To explore the role of iNOS⁺ MDSCs in the pathogenesis of psoriasis, MDSCs from WT or iNOS^-/- IMQ-induced mice were adoptively transferred, following the experimental schedule shown in Figure 7A . The adoptive transfer of WT-MDSCs derived from mice with IMQ-induced psoriasis aggravated disease progression in the PBS group (PBS+WT-MDSCs). However, there was no exacerbation of symptoms when MDSCs from IMQ-induced iNOS^-/- mice were transferred to the PBS group (PBS+iNOS^-/- MDSCs; Figure 9A ). Moreover, when WT-MDSCs were transferred to the IL-35-treated group, psoriasis symptoms were aggravated in these mice compared to those treated with IL-35 alone. There was no significant difference between the IL-35+iNOS^-/- MDSCs and IL-35-treated groups ( Figure 9A ). We evaluated pathological features, such as erythema, scaling, and thickness, using the PASI scoring system, and found that, compared to the PBS group, the PBS+WT-MDSCs group had higher PASI scores ( Figure 9B ). Similarly, the IL-35+WT-MDSCs group had higher PASI scores than the IL-35-treated group. The PBS+iNOS^-/- MDSCs group had similar PASI scores to those of the PBS group. There was no significant difference in PASI scores between the IL-35+iNOS^-/- MDSCs and IL-35-treated groups. We determined the cumulative scores for different groups and found that the cumulative scores were comparable between the PBS+iNOS^-/- MDSCs group and the PBS group, and between the IL-35-treated group and the IL-35+iNOS^-/- MDSCs group ( Figure 9B ).

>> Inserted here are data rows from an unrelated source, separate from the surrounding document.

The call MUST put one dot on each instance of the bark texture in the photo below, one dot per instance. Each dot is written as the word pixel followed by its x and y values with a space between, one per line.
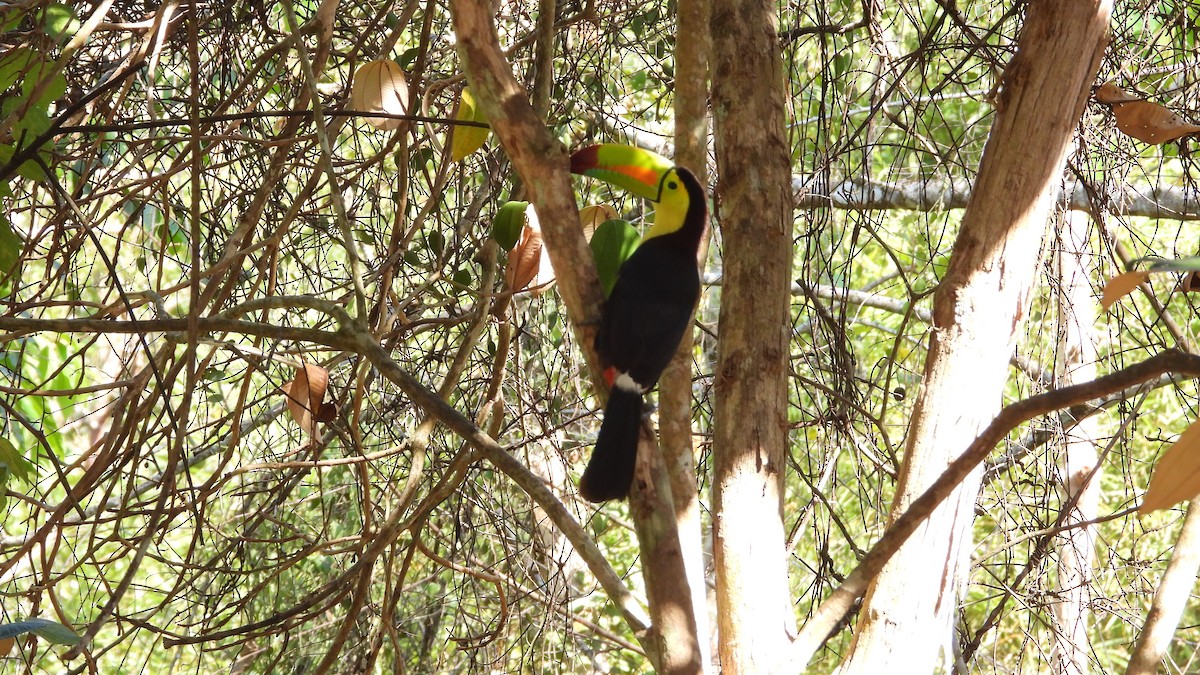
pixel 754 205
pixel 675 386
pixel 541 161
pixel 910 607
pixel 1170 599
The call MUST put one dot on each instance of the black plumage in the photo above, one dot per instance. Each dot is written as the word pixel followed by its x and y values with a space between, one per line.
pixel 646 316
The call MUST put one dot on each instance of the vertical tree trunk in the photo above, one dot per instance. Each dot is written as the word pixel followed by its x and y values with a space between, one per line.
pixel 1077 363
pixel 754 204
pixel 675 386
pixel 910 608
pixel 1170 599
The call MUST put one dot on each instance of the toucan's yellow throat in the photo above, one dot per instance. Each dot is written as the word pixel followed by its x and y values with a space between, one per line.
pixel 643 173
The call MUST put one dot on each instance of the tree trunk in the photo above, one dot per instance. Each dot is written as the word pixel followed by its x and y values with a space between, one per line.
pixel 675 386
pixel 1077 363
pixel 754 205
pixel 910 608
pixel 1170 599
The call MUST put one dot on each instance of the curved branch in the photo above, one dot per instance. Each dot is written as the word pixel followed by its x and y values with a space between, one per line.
pixel 839 603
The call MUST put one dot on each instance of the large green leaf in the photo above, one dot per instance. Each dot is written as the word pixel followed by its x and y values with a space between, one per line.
pixel 508 223
pixel 17 465
pixel 60 22
pixel 612 244
pixel 45 628
pixel 466 139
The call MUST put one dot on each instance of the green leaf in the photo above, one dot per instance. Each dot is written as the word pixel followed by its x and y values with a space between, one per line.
pixel 16 465
pixel 508 223
pixel 436 242
pixel 60 22
pixel 13 65
pixel 466 141
pixel 10 251
pixel 611 246
pixel 45 628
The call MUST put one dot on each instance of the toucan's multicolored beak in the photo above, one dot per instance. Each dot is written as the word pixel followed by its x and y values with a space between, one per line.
pixel 635 169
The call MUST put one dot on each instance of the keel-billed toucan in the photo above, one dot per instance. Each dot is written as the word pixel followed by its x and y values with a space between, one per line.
pixel 649 308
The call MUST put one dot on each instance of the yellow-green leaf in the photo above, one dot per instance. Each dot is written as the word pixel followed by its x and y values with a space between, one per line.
pixel 17 465
pixel 466 139
pixel 593 215
pixel 1177 476
pixel 1121 286
pixel 45 628
pixel 509 222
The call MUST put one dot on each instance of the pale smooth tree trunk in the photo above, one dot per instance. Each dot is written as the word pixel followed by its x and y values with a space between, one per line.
pixel 675 386
pixel 754 205
pixel 910 608
pixel 1077 363
pixel 1170 599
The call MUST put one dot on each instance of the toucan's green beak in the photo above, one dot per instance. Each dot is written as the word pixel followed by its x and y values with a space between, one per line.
pixel 624 166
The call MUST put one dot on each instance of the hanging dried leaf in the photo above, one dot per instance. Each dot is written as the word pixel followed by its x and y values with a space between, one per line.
pixel 592 216
pixel 1144 120
pixel 381 87
pixel 466 139
pixel 1177 476
pixel 525 260
pixel 306 396
pixel 1121 286
pixel 528 261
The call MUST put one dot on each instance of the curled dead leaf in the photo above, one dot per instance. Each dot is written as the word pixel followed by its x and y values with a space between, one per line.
pixel 306 398
pixel 525 260
pixel 528 261
pixel 1145 120
pixel 1177 476
pixel 381 87
pixel 1121 286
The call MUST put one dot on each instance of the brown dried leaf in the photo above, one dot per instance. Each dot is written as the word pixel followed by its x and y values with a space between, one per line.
pixel 1121 286
pixel 306 396
pixel 1151 123
pixel 381 87
pixel 525 260
pixel 1177 475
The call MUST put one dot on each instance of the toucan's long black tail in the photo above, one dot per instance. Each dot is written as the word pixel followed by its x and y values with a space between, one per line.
pixel 610 471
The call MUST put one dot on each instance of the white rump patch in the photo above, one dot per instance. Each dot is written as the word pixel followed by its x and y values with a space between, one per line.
pixel 628 383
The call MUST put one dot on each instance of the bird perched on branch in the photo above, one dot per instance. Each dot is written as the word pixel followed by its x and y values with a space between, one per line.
pixel 651 306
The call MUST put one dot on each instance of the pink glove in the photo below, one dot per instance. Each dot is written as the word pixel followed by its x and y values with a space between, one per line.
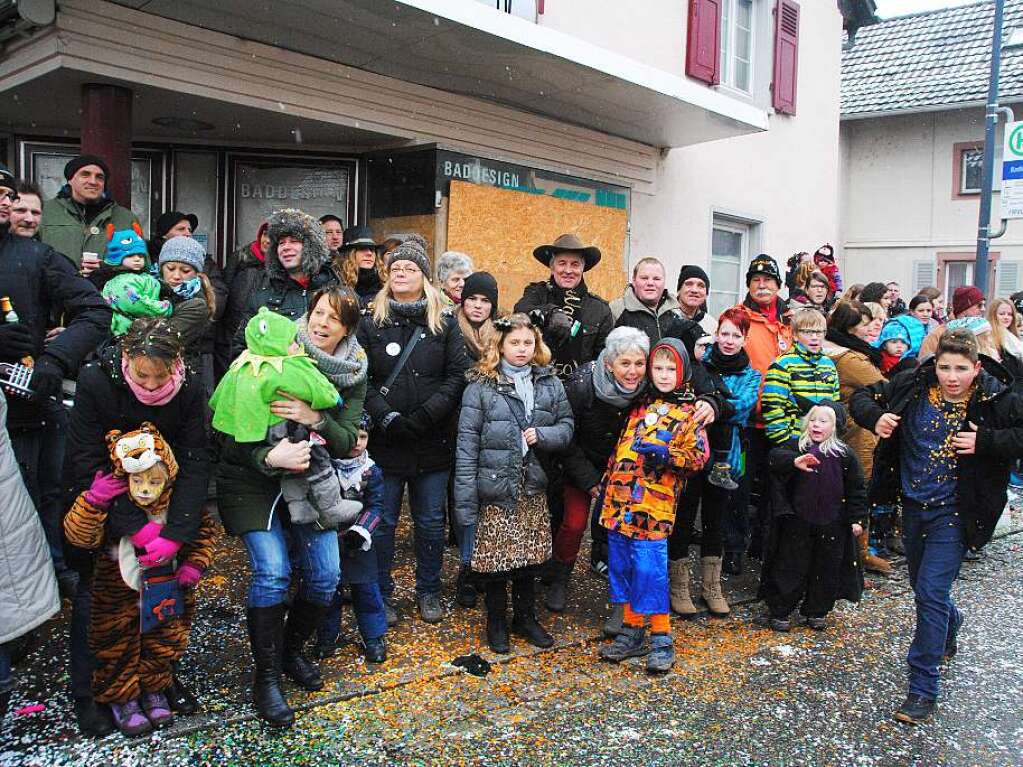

H&E staining revealed increased epidermal thickening, severe hyperkeratosis, and incomplete keratosis in the PBS+WT-MDSCs group compared to the control group. The PBS+iNOS^-/- MDSCs group had reduced hyperkeratosis and incomplete keratosis compared to the PBS+WT-MDSCs group but similar morphology to that of the PBS group. The epidermis in the IL-35+WT-MDSCs group was substantially thicker than that in the IL-35-treated group; however, the IL-35+iNOS^-/- MDSCs group had similar morphology to that of the IL-35-treated group ( Figure 9C ). Moreover, the Baker score of the IL-35-treated group was the lowest of the six groups ( Figure 9D ). The Baker scores were consistent with the phenotype of each group.